The big companies are even further ahead and have created a privately funded technology supercluster equivalent, with over $1 billion in research a year. It is truly progressive and leading thinking on clean tech to co-operate with your competitors on technologies good for the environment and the whole industry. It's why Ms. West has had to adjust her Imaginea story, because there is no fossilized old-tech villain to make her story captivating.
I've reviewed hundreds of high-tech business plans with a view to risking my own money, which I've made from successful investments and high-risk ideas. They all have a story of how people miss the obvious. Occasionally one of them is right, but most of them are not.

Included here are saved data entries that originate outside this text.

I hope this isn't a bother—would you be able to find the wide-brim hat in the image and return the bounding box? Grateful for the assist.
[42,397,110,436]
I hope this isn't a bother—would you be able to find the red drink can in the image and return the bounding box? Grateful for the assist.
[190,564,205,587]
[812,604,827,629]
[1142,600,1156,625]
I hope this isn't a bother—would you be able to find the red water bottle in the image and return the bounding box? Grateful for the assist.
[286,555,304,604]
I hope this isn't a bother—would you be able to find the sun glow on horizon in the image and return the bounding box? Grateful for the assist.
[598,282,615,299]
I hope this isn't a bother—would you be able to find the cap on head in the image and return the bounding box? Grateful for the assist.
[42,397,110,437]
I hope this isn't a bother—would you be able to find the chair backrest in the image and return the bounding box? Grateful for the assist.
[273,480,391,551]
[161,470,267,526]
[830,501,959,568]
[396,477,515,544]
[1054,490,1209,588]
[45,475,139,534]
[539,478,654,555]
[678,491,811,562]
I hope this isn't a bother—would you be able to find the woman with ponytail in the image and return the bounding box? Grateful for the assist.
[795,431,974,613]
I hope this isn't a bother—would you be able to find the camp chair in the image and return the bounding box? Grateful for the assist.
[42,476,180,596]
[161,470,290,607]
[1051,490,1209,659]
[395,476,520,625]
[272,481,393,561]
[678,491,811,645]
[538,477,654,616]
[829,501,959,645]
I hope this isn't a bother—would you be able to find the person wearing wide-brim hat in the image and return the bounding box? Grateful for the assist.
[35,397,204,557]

“I need help in de-risking” is often code for “I need someone else's money”. When we de-risk an exploration project at Questerre using amazing state-of-the-art technologies, we need a lot of money too. Government has no business doing resource exploration with taxpayers' money. It's too risky, and those with the expertise and experience in risking their own money will make better choices.
Back to the questions, some better questions might be these. First, how can the federal government within its jurisdiction ensure that Canada's resource sector remains the world leader in the adoption of clean technology? Second, what policy instruments have been most responsible for Canada's resource sector's world-leading performance with clean technology? Could other jurisdictions benefit from Canada's leading clean technology and expertise to improve their environmental performance? Third, what institutions have been most successful in furthering the adoption of clean technology, and can the Canadian government further leverage those institutions to enhance Canada's lead in the adoption of the new technology?
I feel the final question about what recommendations the committee should have was a fair and open-ended question without any a priori assumptions, so I chose to answer that one. Here are my recommendations.
First, don't screw it up. If in doubt, when you're the world's best, the best thing you can do is keep doing it.
Second, Mayor Nenshi in Calgary has raised my taxes 30% in three years and is still taking on debt. Nonetheless, he has done a first-class job telling the world that Canada is the best place in the world to live—or Calgary is. Could we ask our government in Ottawa to do the same and promote Canadians being proud of what we are indisputably the best at—resources? International benchmarking studies would assist in doing this.
Third, I think we should keep the R and D tax credit program but consider making small reforms to tighten up credits for what are routine business risks.
Fourth, we should create a high-tech flow-through share as we have in the resource industries, making it easier to find private investment for new clean technologies by being able to pass on the R and D tax credits to investors who take the risk.
Fifth, I recognize markets do fail sometimes and also that there are times for Manhattan projects. Both recent history and economic research have shown that evidence-based regulated targets that allow the market to choose and adapt the best solutions to attain them is the most efficient solution for these problems. Our prior presenters, I think, made a similar recommendation.
Sixth, please heed back to Jean Chrétien's words on the adoption of Kyoto. Canada already does a lot to reduce emissions in the rest of the world, and could have a bigger impact globally than at home. Canada has to look at the problem of carbon leakage as a huge priority and a global problem. There are only three countries in the OECD that are net exporters of high energy-intensive goods: Australia, Norway, and Canada.
Australia realized that Kyoto production-based accounting for carbon was bad for their exports with comparative advantages in carbon and opted out. Norway realized the same and reformed its fiscal terms for its resource sector to substitute carbon pricing for government take. Canada has not done the economic study. If the precautionary principle applies anywhere, it surely applies here.
In conclusion, I'd like to return to Imaginea. I realized in talking to Ms. West and her filmmaker that her dream was possible. She only needed a zero-emission source of electricity or energy. I had seen the fully electric rigs that the Soviets had used in Georgia, and I knew where there was a large economic natural gas discovery with access to zero-emissions electricity.
We are working now to make the Imaginea dream of an emissions-free oil and gas company a reality with Quebec clean gas 2030. Using existing technology, we can drill and produce natural gas in Quebec using emissions-free hydroelectricity. My recommendation is to do the carbon leakage study so policy-makers can understand how Quebec and Canada's carbon policies create emissions incentives to import natural gas from Pennsylvania versus develop cleaner gas locally.
As far as de-risking our Quebec clean gas 2030 project goes, we're really already on it, although reinstating the Canadian exploration expense deduction of 100% for exploration wouldn't hurt at all.
Thank you very much for your attention.